Beijing pivots to "Space Cloud" as energy crises on earth threatens AI ambitions.



China has officially announced accelerated efforts to develop space-based data centres as part of a broader five-year technological and aerospace initiative, signalling a new frontier in global computing infrastructure and space competition.


The goal? To construct gigawatt-class solar-powered data centers in orbit, effectively moving the energy-intensive burden of AI processing away from Earth’s strained power grids and into the 24/7 sunlight of Low Earth Orbit (LEO).


The "Space Cloud" Roadmap (2026–2030)

The project is a cornerstone of China's upcoming 15th Five-Year Plan, which identifies the "Deep Integration" of space and AI as a national priority.


Unlike current satellites that act as "dumb pipes" (merely relaying data), space data centre satellites will feature high-performance AI clusters that process data directly in space.
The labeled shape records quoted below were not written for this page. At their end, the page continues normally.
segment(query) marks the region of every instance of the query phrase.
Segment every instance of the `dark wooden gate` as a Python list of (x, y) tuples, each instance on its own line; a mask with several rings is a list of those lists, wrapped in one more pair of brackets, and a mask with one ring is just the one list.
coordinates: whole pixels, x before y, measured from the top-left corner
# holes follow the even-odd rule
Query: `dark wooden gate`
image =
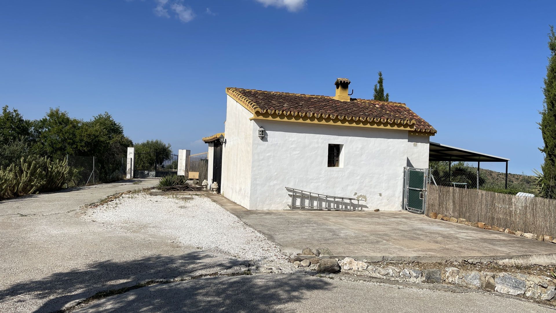
[(222, 186), (222, 144), (214, 143), (214, 159), (212, 163), (212, 182), (218, 183), (218, 193), (220, 193)]

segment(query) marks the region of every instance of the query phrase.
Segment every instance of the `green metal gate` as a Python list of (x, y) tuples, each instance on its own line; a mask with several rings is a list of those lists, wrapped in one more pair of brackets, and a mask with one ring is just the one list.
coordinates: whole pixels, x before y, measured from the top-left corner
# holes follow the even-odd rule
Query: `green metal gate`
[(429, 170), (406, 167), (404, 182), (404, 209), (424, 214), (426, 204), (426, 180)]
The plan calls for a system that merges cloud, edge, and terminal technologies, allowing for ultra-low-latency AI workloads that never need to touch a terrestrial server.


China hopes to solve the "energy bottleneck" currently capping its AI growth by utilizing massive solar arrays in space, which are up to five times more efficient than those on the ground.
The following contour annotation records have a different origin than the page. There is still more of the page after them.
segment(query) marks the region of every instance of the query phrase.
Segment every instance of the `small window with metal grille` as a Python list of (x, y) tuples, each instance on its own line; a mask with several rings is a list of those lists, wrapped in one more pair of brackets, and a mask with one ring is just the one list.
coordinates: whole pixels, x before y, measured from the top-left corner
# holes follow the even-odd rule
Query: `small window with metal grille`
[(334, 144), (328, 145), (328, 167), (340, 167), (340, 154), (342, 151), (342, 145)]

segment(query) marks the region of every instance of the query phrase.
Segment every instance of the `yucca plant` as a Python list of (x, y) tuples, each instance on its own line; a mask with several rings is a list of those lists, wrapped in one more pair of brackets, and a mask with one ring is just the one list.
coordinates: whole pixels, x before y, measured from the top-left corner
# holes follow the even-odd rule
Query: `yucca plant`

The "Three-Body" head start

China isn't starting from scratch. The national plan follows the successful launch of the "Three-Body Computing Constellation" in May 2025 by Zhejiang Lab.
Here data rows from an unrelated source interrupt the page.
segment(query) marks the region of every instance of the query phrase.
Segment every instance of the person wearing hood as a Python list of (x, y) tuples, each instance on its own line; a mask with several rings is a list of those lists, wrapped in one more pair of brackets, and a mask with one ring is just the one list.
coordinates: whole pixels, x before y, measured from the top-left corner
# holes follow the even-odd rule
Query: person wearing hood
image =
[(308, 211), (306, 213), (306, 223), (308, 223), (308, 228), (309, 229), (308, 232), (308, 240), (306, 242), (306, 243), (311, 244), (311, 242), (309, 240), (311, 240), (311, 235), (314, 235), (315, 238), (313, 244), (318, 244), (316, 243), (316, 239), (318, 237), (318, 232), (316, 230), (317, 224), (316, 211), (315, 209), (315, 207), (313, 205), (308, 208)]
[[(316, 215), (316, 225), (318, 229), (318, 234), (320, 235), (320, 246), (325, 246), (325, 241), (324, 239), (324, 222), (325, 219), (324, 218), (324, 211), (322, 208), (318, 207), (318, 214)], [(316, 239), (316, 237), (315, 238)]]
  • Phase 1 Success: The first 12 date center satellites are already operational, reportedly running Alibaba’s Qwen-3 AI model in orbit.

  • The Scale-Up: CASC aims to expand this to a massive 2,800-satellite constellation by 2030, targeting a total computing power of 1,000 petaflops.

  • Global reach: Once fully deployed, this "Space Cloud" could offer AI services to Belt and Road Initiative (BRI) partners, bypassing traditional Western cloud providers like AWS or Azure.


The announcement is a direct challenge to Elon Musk’s SpaceX, which recently sought FCC approval for a constellation of up to one million satellites designed to function as orbital data centers.


However, China’s biggest hurdle remains its lack of a fully operational reusable rocket, similar to the Falcon 9 or Starship. This makes the "per-kilogram" cost of launching heavy data center hardware much higher for Beijing.


The engineering nightmare: Radiation and cooling

Despite the optimism, experts have warned that "the void isn't a free lunch.” While space is cold, dissipating heat in a vacuum (where there is no air for fans) is notoriously difficult. China's plan relies on advanced closed-loop liquid cooling and massive radiators.


Moreover, to protect AI chips from cosmic rays, the hardware must be "radiation-hardened," which often reduces processing speed compared to ground-based equivalents.